Ali Farman, Almuhaimeed Abdullah, Alghamdi Wajdi, Aldossary Haya, Asiry Othman, Masmoudi Atef
Department of Computer Science, Bahria University Islamabad Campus, Islamabad, Pakistan.
King Abdulaziz City for Science and Technology, Digital Health Institute, 11442 Riyadh, Saudi Arabia.
Health Inf Sci Syst. 2025 Mar 11;13(1):28. doi: 10.1007/s13755-025-00347-5. eCollection 2025 Dec.
Epigenetic protein (EP) plays a crucial role in influencing disease development, controlling gene expression, and shaping cell identity. They hold potential as targets for future therapies, and studying their mechanisms can lead to improved diagnosis and treatment strategies for various diseases. Anticipating EP is imperative, yet conventional experimental approaches for prediction prove time-intensive and expensive. This work constructed CNN-BiLSTM, computational method for identification of EP prediction.
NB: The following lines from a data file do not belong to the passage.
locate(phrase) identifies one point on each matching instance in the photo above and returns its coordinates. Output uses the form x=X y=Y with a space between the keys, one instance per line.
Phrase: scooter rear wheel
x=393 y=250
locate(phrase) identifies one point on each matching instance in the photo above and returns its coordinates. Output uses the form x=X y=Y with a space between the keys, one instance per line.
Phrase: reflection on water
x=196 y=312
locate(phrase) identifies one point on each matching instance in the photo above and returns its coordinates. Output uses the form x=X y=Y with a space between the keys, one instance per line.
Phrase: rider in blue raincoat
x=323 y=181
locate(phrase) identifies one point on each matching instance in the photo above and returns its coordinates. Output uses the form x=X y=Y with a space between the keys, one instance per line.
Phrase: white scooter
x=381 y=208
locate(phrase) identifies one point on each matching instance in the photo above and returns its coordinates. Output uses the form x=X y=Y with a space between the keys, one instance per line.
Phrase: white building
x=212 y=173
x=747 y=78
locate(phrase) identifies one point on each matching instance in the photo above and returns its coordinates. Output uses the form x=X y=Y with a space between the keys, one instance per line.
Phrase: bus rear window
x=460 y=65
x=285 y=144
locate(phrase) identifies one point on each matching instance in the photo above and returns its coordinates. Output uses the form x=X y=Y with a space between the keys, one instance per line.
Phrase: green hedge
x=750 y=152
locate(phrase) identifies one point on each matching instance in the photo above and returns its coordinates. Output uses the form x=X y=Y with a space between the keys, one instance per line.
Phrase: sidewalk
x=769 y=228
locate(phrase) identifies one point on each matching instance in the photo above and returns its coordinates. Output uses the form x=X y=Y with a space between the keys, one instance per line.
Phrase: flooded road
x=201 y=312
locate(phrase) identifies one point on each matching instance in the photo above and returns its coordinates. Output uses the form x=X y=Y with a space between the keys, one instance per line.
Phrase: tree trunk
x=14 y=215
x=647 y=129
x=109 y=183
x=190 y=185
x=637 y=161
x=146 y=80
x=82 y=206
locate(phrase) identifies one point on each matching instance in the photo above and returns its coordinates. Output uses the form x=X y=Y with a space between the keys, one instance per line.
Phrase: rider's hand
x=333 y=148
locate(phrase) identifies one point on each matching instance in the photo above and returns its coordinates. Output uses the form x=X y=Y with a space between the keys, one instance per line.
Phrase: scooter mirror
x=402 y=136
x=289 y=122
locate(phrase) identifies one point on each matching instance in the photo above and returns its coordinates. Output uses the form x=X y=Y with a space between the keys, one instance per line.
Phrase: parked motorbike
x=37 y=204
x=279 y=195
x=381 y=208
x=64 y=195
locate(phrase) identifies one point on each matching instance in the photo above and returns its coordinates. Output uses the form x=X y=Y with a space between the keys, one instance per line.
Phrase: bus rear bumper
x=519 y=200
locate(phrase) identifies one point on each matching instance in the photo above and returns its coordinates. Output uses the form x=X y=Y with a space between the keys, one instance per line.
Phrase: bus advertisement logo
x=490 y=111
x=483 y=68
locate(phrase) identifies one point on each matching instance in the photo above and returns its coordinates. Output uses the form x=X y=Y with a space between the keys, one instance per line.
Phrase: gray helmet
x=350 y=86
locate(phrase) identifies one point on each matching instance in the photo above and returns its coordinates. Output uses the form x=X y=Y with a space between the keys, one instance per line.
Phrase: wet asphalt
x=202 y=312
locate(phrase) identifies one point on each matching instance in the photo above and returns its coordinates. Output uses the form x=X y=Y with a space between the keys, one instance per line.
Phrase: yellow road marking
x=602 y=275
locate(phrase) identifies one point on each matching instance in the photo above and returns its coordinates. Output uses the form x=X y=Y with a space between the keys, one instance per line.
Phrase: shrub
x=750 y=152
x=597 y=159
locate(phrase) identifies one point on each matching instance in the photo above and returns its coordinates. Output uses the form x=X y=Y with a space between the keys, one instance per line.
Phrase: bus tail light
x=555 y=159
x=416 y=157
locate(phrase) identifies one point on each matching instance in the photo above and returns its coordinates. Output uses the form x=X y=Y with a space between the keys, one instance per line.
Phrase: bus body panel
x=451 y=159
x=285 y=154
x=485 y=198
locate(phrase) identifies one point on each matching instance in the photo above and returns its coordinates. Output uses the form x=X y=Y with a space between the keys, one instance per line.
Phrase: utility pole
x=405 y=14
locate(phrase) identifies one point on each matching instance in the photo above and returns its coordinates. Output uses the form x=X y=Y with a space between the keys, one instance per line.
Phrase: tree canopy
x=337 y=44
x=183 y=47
Utilizing primary sequences, two datasets were constructed, and an amphiphilic pseudo amino acid, group dipeptide composition and group amino acid composition were devised to extract numerical features. Model training incorporated a suite of deep learning architectures, including BiLSTM, GRU, and CNN. Notably, an ensemble model combining CNN and BiLSTM, trained using AmpPseAAC features, demonstrated superior performance across both training and testing datasets compared to other predictors. This research contributes to the ongoing efforts to revolutionize therapeutic approaches by facilitating the identification of novel drug targets and improving disease treatment outcomes.
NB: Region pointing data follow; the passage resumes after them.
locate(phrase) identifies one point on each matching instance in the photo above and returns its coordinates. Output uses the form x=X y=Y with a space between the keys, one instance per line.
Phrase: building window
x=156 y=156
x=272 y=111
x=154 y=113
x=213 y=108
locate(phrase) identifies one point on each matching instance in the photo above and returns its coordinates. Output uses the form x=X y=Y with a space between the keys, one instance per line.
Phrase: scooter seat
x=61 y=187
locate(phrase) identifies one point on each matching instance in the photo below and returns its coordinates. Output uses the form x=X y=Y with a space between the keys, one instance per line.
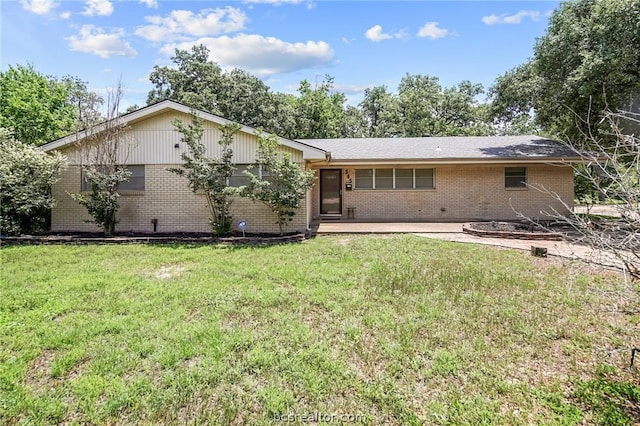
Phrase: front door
x=331 y=191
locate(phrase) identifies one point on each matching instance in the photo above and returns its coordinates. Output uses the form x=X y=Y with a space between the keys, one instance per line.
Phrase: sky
x=361 y=44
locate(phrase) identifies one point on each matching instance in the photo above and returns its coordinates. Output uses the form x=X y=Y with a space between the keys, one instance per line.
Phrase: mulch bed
x=514 y=230
x=155 y=238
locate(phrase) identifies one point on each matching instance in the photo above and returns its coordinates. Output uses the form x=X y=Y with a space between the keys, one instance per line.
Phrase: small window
x=404 y=178
x=424 y=178
x=135 y=182
x=515 y=177
x=384 y=178
x=239 y=178
x=364 y=178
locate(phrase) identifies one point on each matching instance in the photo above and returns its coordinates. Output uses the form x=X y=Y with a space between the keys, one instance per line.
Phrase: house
x=401 y=179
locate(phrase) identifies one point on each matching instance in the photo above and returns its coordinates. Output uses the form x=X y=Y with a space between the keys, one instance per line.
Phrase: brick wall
x=461 y=193
x=167 y=198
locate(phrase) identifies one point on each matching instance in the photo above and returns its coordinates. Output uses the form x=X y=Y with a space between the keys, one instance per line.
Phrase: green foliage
x=200 y=83
x=318 y=111
x=101 y=201
x=281 y=183
x=586 y=63
x=26 y=176
x=378 y=107
x=33 y=106
x=209 y=175
x=103 y=152
x=423 y=107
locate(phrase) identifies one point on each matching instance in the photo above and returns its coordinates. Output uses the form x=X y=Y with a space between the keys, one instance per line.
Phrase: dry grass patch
x=398 y=329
表观遗传蛋白(EP)在影响疾病发展、控制基因表达和塑造细胞特性方面起着至关重要的作用。它们有望成为未来治疗的靶点,对其机制的研究可以为各种疾病带来改进的诊断和治疗策略。预测EP势在必行,但传统的预测实验方法既耗时又昂贵。这项工作构建了用于识别EP预测的计算方法CNN-BiLSTM。利用一级序列构建了两个数据集,并设计了两亲性伪氨基酸、基团二肽组成和基团氨基酸组成来提取数值特征。模型训练采用了一系列深度学习架构,包括BiLSTM、GRU和CNN。值得注意的是,与其他预测器相比,使用AmpPseAAC特征训练的结合CNN和BiLSTM的集成模型在训练和测试数据集上均表现出卓越的性能。这项研究通过促进新型药物靶点的识别和改善疾病治疗结果,为正在进行的治疗方法变革努力做出了贡献。